Sollte stimmen, laut Katalog ist der kabelschuh nach DIN 46234 siehe Katalog Seite 76 (PDF seite)/Dokument Seite 74


			https://www.klauke.com/Media/Default/Downloads/CatalogsBrochures/KATHAUPT19DE_04_19_I_DE_web.pdf
		


Der Crimpsatz ist entsprechend für diese Norm.





						Products | Knipex
					






					www.knipex.de


----------



## Blockmove (28 September 2022)

Ich denk mal, dass hier einfach die Norm mal wieder dem Stand der Technik hinterherhinkt.
Potentialausgleich wird in der Industrie feinstdrähtig durchgeführt und bei der Hausinstallation brauchst du massiv.


----------



## trobo (28 September 2022)

Blockmove schrieb:


> Ich denk mal, dass hier einfach die Norm mal wieder dem Stand der Technik hinterherhinkt.
> Potentialausgleich wird in der Industrie feinstdrähtig durchgeführt und bei der Hausinstallation brauchst du massiv.

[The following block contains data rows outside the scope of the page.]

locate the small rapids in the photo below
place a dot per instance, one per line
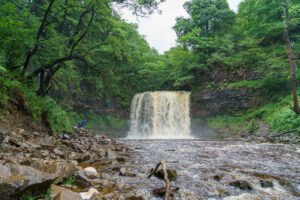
(208, 169)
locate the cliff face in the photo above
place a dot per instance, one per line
(218, 101)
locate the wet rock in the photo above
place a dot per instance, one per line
(160, 192)
(20, 131)
(265, 183)
(91, 172)
(45, 153)
(134, 197)
(217, 177)
(38, 164)
(126, 172)
(58, 152)
(110, 154)
(96, 197)
(61, 193)
(172, 174)
(89, 194)
(81, 180)
(80, 157)
(243, 185)
(61, 169)
(102, 152)
(16, 179)
(48, 140)
(121, 159)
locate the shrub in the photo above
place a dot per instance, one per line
(252, 126)
(285, 119)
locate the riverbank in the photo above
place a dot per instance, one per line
(85, 165)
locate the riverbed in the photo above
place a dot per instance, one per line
(217, 169)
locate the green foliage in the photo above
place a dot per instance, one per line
(69, 181)
(31, 196)
(252, 126)
(285, 119)
(55, 115)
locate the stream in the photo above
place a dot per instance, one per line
(217, 169)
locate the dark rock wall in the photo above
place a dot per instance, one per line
(216, 101)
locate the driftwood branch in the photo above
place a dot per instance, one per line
(166, 179)
(283, 133)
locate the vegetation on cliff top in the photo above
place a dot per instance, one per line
(75, 60)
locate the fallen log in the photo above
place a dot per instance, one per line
(166, 179)
(283, 133)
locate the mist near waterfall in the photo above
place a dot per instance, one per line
(160, 115)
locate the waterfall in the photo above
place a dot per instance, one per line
(160, 115)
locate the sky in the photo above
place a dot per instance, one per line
(157, 28)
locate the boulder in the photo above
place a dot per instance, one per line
(80, 157)
(91, 172)
(134, 197)
(81, 180)
(241, 184)
(265, 183)
(172, 174)
(61, 169)
(110, 154)
(62, 193)
(16, 179)
(89, 194)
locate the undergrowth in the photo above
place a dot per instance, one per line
(36, 105)
(31, 196)
(279, 115)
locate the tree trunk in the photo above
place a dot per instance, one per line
(290, 56)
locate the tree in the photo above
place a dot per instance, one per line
(290, 56)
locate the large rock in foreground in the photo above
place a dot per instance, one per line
(17, 179)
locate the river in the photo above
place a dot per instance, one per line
(217, 169)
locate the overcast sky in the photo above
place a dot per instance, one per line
(157, 28)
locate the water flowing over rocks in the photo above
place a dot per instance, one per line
(85, 165)
(160, 115)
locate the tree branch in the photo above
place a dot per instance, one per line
(35, 48)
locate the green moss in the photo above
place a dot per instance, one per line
(279, 115)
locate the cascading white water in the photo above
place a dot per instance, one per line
(160, 115)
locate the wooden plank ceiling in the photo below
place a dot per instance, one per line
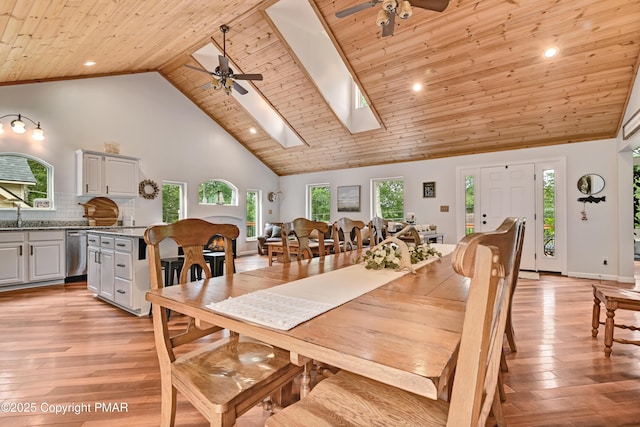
(486, 84)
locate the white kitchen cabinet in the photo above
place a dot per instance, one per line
(101, 174)
(100, 265)
(46, 255)
(107, 267)
(93, 263)
(12, 258)
(33, 256)
(118, 271)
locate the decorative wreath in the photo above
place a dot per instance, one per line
(148, 189)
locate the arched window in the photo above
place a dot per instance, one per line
(218, 192)
(25, 181)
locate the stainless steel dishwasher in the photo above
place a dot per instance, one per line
(76, 255)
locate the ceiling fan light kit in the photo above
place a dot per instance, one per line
(223, 75)
(391, 8)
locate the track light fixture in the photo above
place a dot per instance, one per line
(19, 126)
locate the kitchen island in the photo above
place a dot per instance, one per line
(117, 268)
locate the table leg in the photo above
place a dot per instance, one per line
(608, 331)
(305, 381)
(595, 317)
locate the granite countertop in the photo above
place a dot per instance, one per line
(122, 231)
(53, 226)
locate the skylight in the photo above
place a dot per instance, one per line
(253, 102)
(304, 33)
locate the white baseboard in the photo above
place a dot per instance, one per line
(608, 277)
(533, 275)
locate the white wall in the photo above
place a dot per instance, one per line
(151, 120)
(588, 241)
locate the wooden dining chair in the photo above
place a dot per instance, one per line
(378, 229)
(347, 227)
(303, 230)
(511, 339)
(222, 378)
(349, 399)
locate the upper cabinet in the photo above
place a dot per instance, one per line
(102, 174)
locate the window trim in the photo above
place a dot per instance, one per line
(50, 180)
(258, 215)
(308, 209)
(374, 199)
(182, 212)
(234, 192)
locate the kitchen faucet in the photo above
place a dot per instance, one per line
(19, 221)
(16, 203)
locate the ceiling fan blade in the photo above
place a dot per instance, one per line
(224, 64)
(351, 10)
(435, 5)
(199, 69)
(247, 76)
(239, 89)
(387, 30)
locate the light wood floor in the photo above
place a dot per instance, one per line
(61, 346)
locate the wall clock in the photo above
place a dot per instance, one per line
(148, 189)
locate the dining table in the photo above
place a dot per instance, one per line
(404, 333)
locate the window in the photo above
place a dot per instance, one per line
(549, 213)
(174, 206)
(469, 204)
(359, 100)
(387, 198)
(218, 192)
(319, 202)
(25, 180)
(253, 214)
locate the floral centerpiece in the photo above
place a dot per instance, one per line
(389, 254)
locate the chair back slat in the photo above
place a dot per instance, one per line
(378, 229)
(488, 259)
(302, 229)
(192, 235)
(346, 227)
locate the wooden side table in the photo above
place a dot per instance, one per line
(613, 298)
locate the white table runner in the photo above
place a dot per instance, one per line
(286, 306)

Ich hab hier mal noch ein aktuelles Dokument gefunden



			https://www.google.com/url?sa=t&rct=j&q=&esrc=s&source=web&cd=&cad=rja&uact=8&ved=2ahUKEwjBj4iv2Lf6AhVtQvEDHUwyDk0QFnoECAwQAw&url=https%3A%2F%2Fwww.elektro.net%2Ffile%2Fshow%2F78320%2F70571f%2FDE_2020_3_PP1.pdf&usg=AOvVaw1fUwQg0OeAwxtMrDGXnaj4
		


Aus 2020. Hier wird auch der Überspannungsschutz differrenziert zur Funkanlage.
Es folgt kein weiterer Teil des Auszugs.